In Broadcast News (which is re-opening, in a sense, on Criterion Bluray in January), an ethical battle is waged serious news vs. fluff, infotainment and ratings. 23 years ago fluff and infotainment (i.e., William Hurt‘s Tom Grunick character) was winning but news (Holly Hunter, Albert Brooks) was still hanging in there. But now, it seems, that ethical battle is over and done with in Morning Glory. And no one is fretting about it. As Fuller says to Pomeroy, “Your side lost.”
Broadcast News was about a hard-news network broadcast show and Morning Glory is about a third- or fourth-rate morning show in the vein of Today — different animals. But the news ethics vs. entertainment debate is very front and center in Brooks film, and in Morning Glory there’s prolonged grumbling from Harrison’s guy about what he’s being asked (i.e, forced) to do. Otherwise there’s no debate or anguish at all about infotainment anchors going shallow or going for the emotion. The broadcast world is what it is, and the game, as always, is about survival and ratings.

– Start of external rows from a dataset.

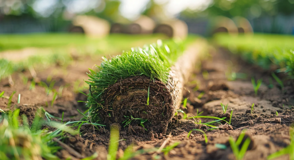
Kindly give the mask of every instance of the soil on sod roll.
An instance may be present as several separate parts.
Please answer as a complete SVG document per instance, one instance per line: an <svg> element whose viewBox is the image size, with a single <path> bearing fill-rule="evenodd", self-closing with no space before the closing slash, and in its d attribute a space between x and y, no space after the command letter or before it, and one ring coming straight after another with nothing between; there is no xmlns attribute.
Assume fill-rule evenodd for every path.
<svg viewBox="0 0 294 160"><path fill-rule="evenodd" d="M270 77L271 71L249 65L227 52L222 49L218 49L216 52L212 50L211 58L202 62L201 68L195 69L193 74L185 85L186 89L183 97L188 98L187 108L184 109L181 106L180 108L188 115L195 115L198 109L199 112L204 111L201 115L221 118L229 115L223 115L220 103L226 105L228 102L227 113L230 113L231 108L234 110L231 125L223 125L219 126L219 130L207 131L206 126L196 124L191 119L183 120L179 113L177 117L172 119L165 134L152 128L146 131L139 125L122 127L120 139L126 140L119 142L118 157L131 144L134 144L135 150L148 150L154 147L159 148L166 141L165 147L175 143L180 143L166 155L163 153L157 155L155 152L149 152L131 159L152 159L155 155L160 159L234 160L235 159L228 142L229 137L232 136L235 140L244 129L247 131L246 137L248 136L252 142L244 160L266 159L270 154L289 145L289 126L294 121L293 110L288 107L294 99L292 84L285 82L285 88L287 89L284 93L276 82L274 82L273 88L269 88L265 84L268 82L266 80ZM228 63L229 60L232 64ZM225 72L232 65L234 72L245 73L247 78L228 81ZM208 76L201 73L206 72L208 73ZM264 81L257 97L251 84L252 76L255 76L256 79L262 77ZM195 89L196 87L199 88L197 90ZM202 92L205 92L203 96L199 96ZM251 114L247 110L250 110L253 103L255 105ZM275 114L276 111L279 113L277 116ZM279 118L280 121L276 120ZM198 122L199 120L196 119ZM201 120L202 123L212 120L204 118ZM203 135L199 132L193 131L187 138L188 133L195 129L205 132L208 139L207 144ZM87 125L82 126L81 131L84 134L81 139L71 137L66 143L83 155L88 156L96 152L100 157L98 159L106 159L109 130L103 128L97 130ZM224 147L218 148L216 145L218 144L223 145ZM83 150L80 151L80 148ZM63 152L66 153L66 151ZM288 157L286 155L277 159L287 159Z"/></svg>
<svg viewBox="0 0 294 160"><path fill-rule="evenodd" d="M132 117L147 120L144 123L146 127L158 126L153 129L165 133L180 107L184 85L205 51L204 44L199 40L184 52L171 67L167 83L146 76L137 76L121 80L108 87L102 98L103 107L98 111L102 121L108 125L117 122L124 125L124 122ZM112 116L108 116L108 111ZM137 123L134 122L131 125Z"/></svg>

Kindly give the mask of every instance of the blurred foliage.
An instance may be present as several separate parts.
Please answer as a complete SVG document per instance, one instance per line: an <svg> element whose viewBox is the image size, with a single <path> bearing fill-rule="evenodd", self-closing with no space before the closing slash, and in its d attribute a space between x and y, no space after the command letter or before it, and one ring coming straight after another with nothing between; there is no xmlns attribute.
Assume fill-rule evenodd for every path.
<svg viewBox="0 0 294 160"><path fill-rule="evenodd" d="M285 72L294 78L294 37L278 35L216 35L214 39L233 53L239 53L246 61L266 69L274 64L278 72Z"/></svg>
<svg viewBox="0 0 294 160"><path fill-rule="evenodd" d="M182 12L181 16L191 18L207 16L255 18L294 13L293 0L214 0L203 11L186 10Z"/></svg>
<svg viewBox="0 0 294 160"><path fill-rule="evenodd" d="M44 50L37 50L19 62L0 58L0 80L31 66L39 69L46 68L54 64L66 67L72 62L73 57L100 57L101 54L116 53L134 46L141 46L165 38L161 35L113 35L103 38L70 34L1 35L0 51L28 47L43 48Z"/></svg>
<svg viewBox="0 0 294 160"><path fill-rule="evenodd" d="M41 2L41 1L42 1ZM34 7L38 3L43 3L44 6L49 5L42 0L4 0L0 1L0 16L9 16L9 18L15 16L29 17L38 19L53 18L56 23L60 23L66 21L66 14L71 14L69 18L76 14L87 14L96 16L108 21L112 21L121 18L119 14L118 7L121 4L117 0L101 0L97 6L92 6L86 8L79 13L69 13L69 7L75 1L67 0L52 0L53 4L48 10L47 14L42 15L38 13ZM89 9L89 8L90 8ZM0 19L1 19L0 17Z"/></svg>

In Broadcast News, Hurt’s Grunick character is portrayed/characterized as “the Devil” — the good-looking smoothie who’s good as selling news and taking down our standards, bit by little bit. He also rationalizes his actions by saying that the news business keeps moving the marker for what is ethical and unethical, and so on.
But — let’s face it — if Tom Grunick and McAdams’ Becky character were to work together, they’d probably get along. She’d enjoy his attitude and personality and find him a nice and amiable professional. She obviously has a problem with Ford’s grumpy Mike Pomeroy (attitude and personality clash), but she and Grunick, I think, would understand each other completely. This is a woman, remember, who’s half into the idea of doing a segment on Pomeroy getting a prostate examination.
Another thing that Broadcast News had was a semblance of a romantic triangle. Holly Hunter wanted to sleep with Hurt, and liked/loved Albert Brooks as a friend. But there’s also a curious romantic triangle in Morning Glory. McAdams/Fuller has sex and evening dinners with Patrick Wilson, but the genuinely driving and “meaningful” relationship she has is with Ford/Pomeroy. Sex with Wilson is strictly a sideline thing, and yet Wilson (unlike Adrien Grenier‘s character in The Devil Wears Prada) never complains about this. He even suggests at the finale that she accept Ford’s offer of an invitation (“He won’t ask twice”).
Love and Other Drugs, I regret to say, didn’t play quite as well the second time. I’m still a genuine, whole-hearted fan of Anne Hathaway ‘s performance, but my difficulties with Josh Gad got worse and worse as I began to grumble and moan and shift in my seat when he appeared. My first thought was that it wouldn’t have been a problem if Gad has been picked off with a high-powered rifle. But other scenarios began to take shape in my mind. Gad being hit by a speeding bus, poisoned, garroted by a waiter, stabbed in the shower. No, not the shower.